Greek worries return as support grows for referendums elsewhere in the EU

Compared with the high drama of last year when Yannis Varoufakis, the Greek finance minister and Jeroen Dijsselbloem, the President of the Euro group, came close to a punch-up at a Eurozone ministers’ meeting in the run-up to a deal over the country’s debt,  Greece has not been hitting the headlines to anything like the same degree – yet.

However, its intractable debt problem has not gone away. On the face of it, things look a bit better. Compared with the corresponding period in 2015, more tax has been collected while governemt expenditure has not risen very much. The country is therefore running a healthy fiscal surplus.

But at what cost? The anti-austerity Syriza-led government of Alexis Tsipras has been utterly humiliated. A report in the Guardian paints a bleak picture of the mood in the country after the Greek Parliament approved the toughest austerity measures to date – €5.4 billion in savings, meaning pension cuts and further strains on the already creaking Greek health service. Greek government debt still stood at a whopping 176.9% of GDP at the end of 2015, slightly down on 180.1% a year earlier, but still unsustainably high in spite of years of punishing austerity measures.  ““It can’t go on for ever,” said Stergiou, a student interviewed by the Guardian’s reporter. “Greeks are running out of stamina, they are running out of endurance.”

This speech by Steven Woolfe MEP on the same subject is worth listening to. The statistics he spells out are quite frightening.  His proposal, that Greece should leave the EU, may sound far-fetched, but in view of the widespread public anger that a party elected on a ticket of hope has now become as unpoplar as its predecessors, nothing is impossible.

Greece isn’t alone with its problems. A Maltese bank, Nemea Bank, has been placed in administration. Admittedly, it is only one of 24 banks in operation in this small country, but nonetheless a further sign that beneath positive money figures for the Eurozone as a whole, all is not well in several peripheral countries.

Furthermore, it’s not only people in financially troubled countries who are becoming increasingly unhappy with the EU. David Cameron’s decision to call a referendum on UK membership has let a very unwelcome cat out of the bag as far as the EU is concerned. Writing in the Daily Telegraph, Ambrose Evans-Pritchard analyses a MORI opinion poll showing how widespread the demand for similar referendums is becoming in other countries. Over 50% of the electorate in both France and Italy support such a move and were the Italians to agree to such a referendum, it could be quite a close run thing.

What is more, only a minority of those surveyed expected the UK economy to suffer if we left.

The thought of a “domino effect” has always worried the EU’s élite. However, the response of Jean- Claude Juncker, the Commission President, indicates just how out of touch these people are from the real world.  With David Cameron clearly in mind, he said:

“Too many politicians are listening exclusively to their national opinion. And if you are listening to your national opinion you are not developing what should be a common European sense and a feeling of the need to put together efforts. We have too many part-time Europeans.”

More Europe has always been the EU’s usual answer to any problems.
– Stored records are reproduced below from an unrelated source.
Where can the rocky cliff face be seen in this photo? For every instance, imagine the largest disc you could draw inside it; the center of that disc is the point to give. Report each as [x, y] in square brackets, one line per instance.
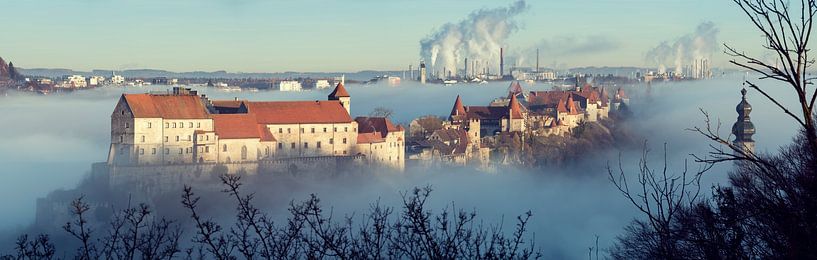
[4, 69]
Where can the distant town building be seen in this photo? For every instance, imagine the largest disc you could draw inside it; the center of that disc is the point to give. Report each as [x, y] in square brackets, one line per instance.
[322, 84]
[182, 127]
[96, 80]
[75, 81]
[743, 129]
[117, 79]
[289, 85]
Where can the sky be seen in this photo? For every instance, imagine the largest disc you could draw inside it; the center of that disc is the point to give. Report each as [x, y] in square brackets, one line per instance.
[333, 35]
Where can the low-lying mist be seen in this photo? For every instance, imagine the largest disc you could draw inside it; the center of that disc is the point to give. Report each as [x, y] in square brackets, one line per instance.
[50, 142]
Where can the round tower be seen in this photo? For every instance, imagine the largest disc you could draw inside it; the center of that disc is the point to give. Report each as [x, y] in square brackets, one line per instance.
[743, 129]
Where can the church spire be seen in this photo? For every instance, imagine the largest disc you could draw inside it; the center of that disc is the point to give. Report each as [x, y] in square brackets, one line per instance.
[743, 129]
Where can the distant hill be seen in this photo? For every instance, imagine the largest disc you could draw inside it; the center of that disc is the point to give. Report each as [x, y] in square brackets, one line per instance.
[4, 69]
[153, 73]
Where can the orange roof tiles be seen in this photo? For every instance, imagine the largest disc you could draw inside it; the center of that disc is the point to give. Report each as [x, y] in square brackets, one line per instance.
[380, 125]
[339, 91]
[236, 126]
[299, 112]
[368, 138]
[458, 108]
[516, 111]
[166, 106]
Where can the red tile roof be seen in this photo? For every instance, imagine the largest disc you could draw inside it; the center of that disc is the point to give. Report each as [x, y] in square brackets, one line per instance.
[516, 111]
[166, 106]
[380, 125]
[368, 138]
[295, 112]
[235, 126]
[515, 88]
[339, 91]
[458, 108]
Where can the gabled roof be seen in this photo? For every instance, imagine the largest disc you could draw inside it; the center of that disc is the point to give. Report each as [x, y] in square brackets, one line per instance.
[516, 110]
[380, 125]
[339, 91]
[515, 88]
[369, 138]
[294, 112]
[458, 109]
[236, 126]
[571, 106]
[166, 106]
[494, 113]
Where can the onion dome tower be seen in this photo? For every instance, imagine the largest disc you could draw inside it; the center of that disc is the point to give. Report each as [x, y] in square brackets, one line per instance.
[743, 129]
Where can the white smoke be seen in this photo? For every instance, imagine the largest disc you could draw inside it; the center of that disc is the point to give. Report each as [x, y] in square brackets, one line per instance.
[701, 44]
[477, 38]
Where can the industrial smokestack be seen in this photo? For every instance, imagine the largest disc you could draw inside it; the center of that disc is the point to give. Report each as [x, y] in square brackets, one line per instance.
[501, 62]
[537, 60]
[465, 71]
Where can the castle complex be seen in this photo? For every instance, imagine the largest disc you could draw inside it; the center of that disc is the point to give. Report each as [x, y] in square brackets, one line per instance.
[182, 127]
[536, 113]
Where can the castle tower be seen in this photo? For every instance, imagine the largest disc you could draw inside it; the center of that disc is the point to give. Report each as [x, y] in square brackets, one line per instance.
[341, 95]
[516, 117]
[457, 112]
[743, 129]
[423, 73]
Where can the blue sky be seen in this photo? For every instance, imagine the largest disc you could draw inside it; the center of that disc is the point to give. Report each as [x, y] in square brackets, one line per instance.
[330, 35]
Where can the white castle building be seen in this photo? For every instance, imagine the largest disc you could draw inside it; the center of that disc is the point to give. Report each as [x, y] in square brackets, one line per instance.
[182, 127]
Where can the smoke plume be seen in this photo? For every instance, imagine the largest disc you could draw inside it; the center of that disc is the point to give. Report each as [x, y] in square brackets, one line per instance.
[700, 44]
[477, 37]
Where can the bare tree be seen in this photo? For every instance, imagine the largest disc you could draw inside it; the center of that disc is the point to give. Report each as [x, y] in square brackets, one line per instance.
[786, 29]
[661, 197]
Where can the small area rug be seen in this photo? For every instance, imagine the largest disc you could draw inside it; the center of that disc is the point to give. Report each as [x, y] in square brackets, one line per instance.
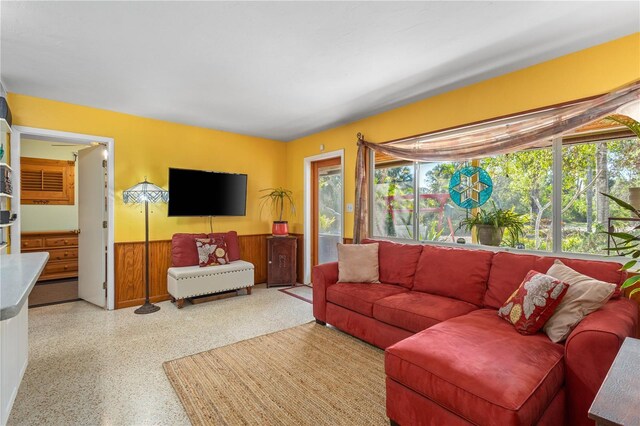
[305, 375]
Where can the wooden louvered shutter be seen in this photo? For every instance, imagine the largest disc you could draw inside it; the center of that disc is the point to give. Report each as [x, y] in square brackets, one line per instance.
[49, 182]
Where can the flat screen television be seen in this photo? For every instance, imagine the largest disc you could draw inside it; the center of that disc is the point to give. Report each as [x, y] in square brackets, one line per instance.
[204, 193]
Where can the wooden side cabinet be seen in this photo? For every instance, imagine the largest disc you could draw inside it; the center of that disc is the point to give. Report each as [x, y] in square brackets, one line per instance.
[281, 261]
[63, 252]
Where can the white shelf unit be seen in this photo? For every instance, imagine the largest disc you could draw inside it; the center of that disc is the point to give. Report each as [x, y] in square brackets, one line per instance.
[5, 131]
[4, 126]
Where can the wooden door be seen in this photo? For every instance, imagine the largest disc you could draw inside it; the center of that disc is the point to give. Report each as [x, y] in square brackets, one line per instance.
[326, 210]
[92, 211]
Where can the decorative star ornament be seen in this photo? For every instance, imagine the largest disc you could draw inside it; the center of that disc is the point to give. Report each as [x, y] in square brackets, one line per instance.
[470, 187]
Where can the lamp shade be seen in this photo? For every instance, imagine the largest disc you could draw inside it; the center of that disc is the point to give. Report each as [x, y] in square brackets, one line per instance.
[145, 191]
Even Mats Persson, the  former director of Open Europe who is now advising  David Cameron, recognises the folly of this approach. “If European voters always face the choice between ‘more Europe’ and ‘no Europe’, then sooner or later, they will pick the latter”, he said.

Lord Lawson said a while ago that the EU was past its sell-by date. One of the many government scare stories currently doing the rounds is that Brexit would pose problems for the EU. However, if Lord Lawson is correct, it could in fact create an opportunity. The EU has no divine right to eternal life. If withdrawal precipitates its demise in a piecemeal but orderly way, this may be preferable to the sort of sudden collapse that marked the end of Yugoslavia or the Soviet Union.

If we believe that our country deserves something better than miserable subjection to an unelected supranational bureaucracy, why should not our European neighbours seek a better future too?